Tuesday, February 28, 2012

Coming Home

I’m a writer. I wrote and illustrated my first story in first grade, at Emmanuel Lutheran Daycare (no, I’m not Lutheran, I’m Baptist, that’s just where the daycare was). It was eight pages long, each page held one or two sentences, about a girl who had a dragon for a best friend. They went for a walk, it rained, they hid in a cave. It ended with a rainbow.

I've advanced quite a lot since then. Currently I’m working on more pieces than I can count, but focusing my attention on one in particular. It’s a novel. I wrote the first pseudo-outline summary for it about ten years ago, the summer I left University, before I moved out of Seattle. I was living in a five bedroom house with six other people and looking for a job, so I spent a great deal of time writing at small coffee shops. The original version was titled “The Guest.”

Well, I ended up getting hired into AmeriCorps (that’s a post for another day, I’m afraid), and over the next few months while I worked as an elementary school reading tutor this novel changed shape. Several times. It would take me far too long to explain how the evolution occurred; there are small bits of the original idea still embedded in what it transformed into, but they are so specific to my own life that no one would ever know. Unless I told them. Which I'm not going to now. It’s a long story.

So now the novel is titled “Coming Home.” At this point in my blog post I should have a prepared paragraph to lay out for you, describing this novel in a way that would hook you – basically what you would read on the back of the book – but I haven’t been able to explain it to my liking in just a few words. Basically, and this might sound awfully boring, it’s about a girl who returns to her past in search of a future, and learns to live in the present. How’s that for a hook??

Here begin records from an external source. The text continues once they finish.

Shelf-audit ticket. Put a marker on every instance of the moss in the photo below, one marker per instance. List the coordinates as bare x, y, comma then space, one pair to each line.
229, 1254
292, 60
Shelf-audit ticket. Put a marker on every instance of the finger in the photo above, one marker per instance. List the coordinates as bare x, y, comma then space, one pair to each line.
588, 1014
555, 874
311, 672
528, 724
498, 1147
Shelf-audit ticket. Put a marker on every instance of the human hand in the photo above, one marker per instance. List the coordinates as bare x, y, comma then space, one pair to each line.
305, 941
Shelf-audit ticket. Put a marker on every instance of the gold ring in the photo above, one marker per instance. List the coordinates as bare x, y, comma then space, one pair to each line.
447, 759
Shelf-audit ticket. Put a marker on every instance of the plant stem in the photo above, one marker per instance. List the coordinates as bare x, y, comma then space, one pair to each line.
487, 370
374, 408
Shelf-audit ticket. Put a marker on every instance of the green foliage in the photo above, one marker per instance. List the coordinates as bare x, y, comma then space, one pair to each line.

The setting is my hometown (Cheney, WA) though the name has been changed to something far more interesting (September Valley). The characters are loosely based on people I know, but are more constructed of how I wish people could be. The main character has a lot of me in her. It features a large family and the beginning of a love story (all with Christian values, nothing explicit). That’s a subplot, really, woven throughout the story of a girl who learns how to come “home.”

At this moment, I have completed twelve of the (somewhere over) thirty chapters I’ve pseudo-outlined. Not the first twelve, but twelve total. I believe the first six are done, and then it jumps around a little. I will on occasion post updates on this novel, or questions, or snippets (mainly because I think snippets is a fun word!), so this post serves as my introduction to those future posts. And one day when I’m published you can say, “Hey, I used to read her blog when….”

Sunday, February 26, 2012

Highway 195

Have you ever been driving through the countryside and realized you’re the only car on the road? It’s the most wonderful feeling, like you’re the only people in the world, you and your love, and your beautiful children. Time slows down and everything is so quiet it’s like you’re floating down the road in a bubble. The tires rolling down the pavement echo the back and forth of ocean waves. If you’re lucky, the rain will be gently beating down on the windows.

And then it happens. You curve with the road and there before you is another car, someone going slow enough that you’ve caught up to them, and suddenly the peaceful world you’ve been enjoying comes crashing down around you. (Their nerve, to go the speed limit and not a touch above!) The tires rub against the road, making you want to crawl out of your skin. The rain pours down so hard you can’t see well, or disappears altogether leaving the sky around you dark and gloomy.

But then you know. This is the time to pull to the side and let them get ahead again, at least for a little while. Listen to the rain as it slows down to a gentle tap tap tapping. (Yes, it's raining again) Reach your hand over and lace your fingers with your love’s. Lay your head back on the seat and close your eyes. Soon you can start going again, start gently rocking with the waves and the rain, the peaceful quiet of your own little world....I love going for drives.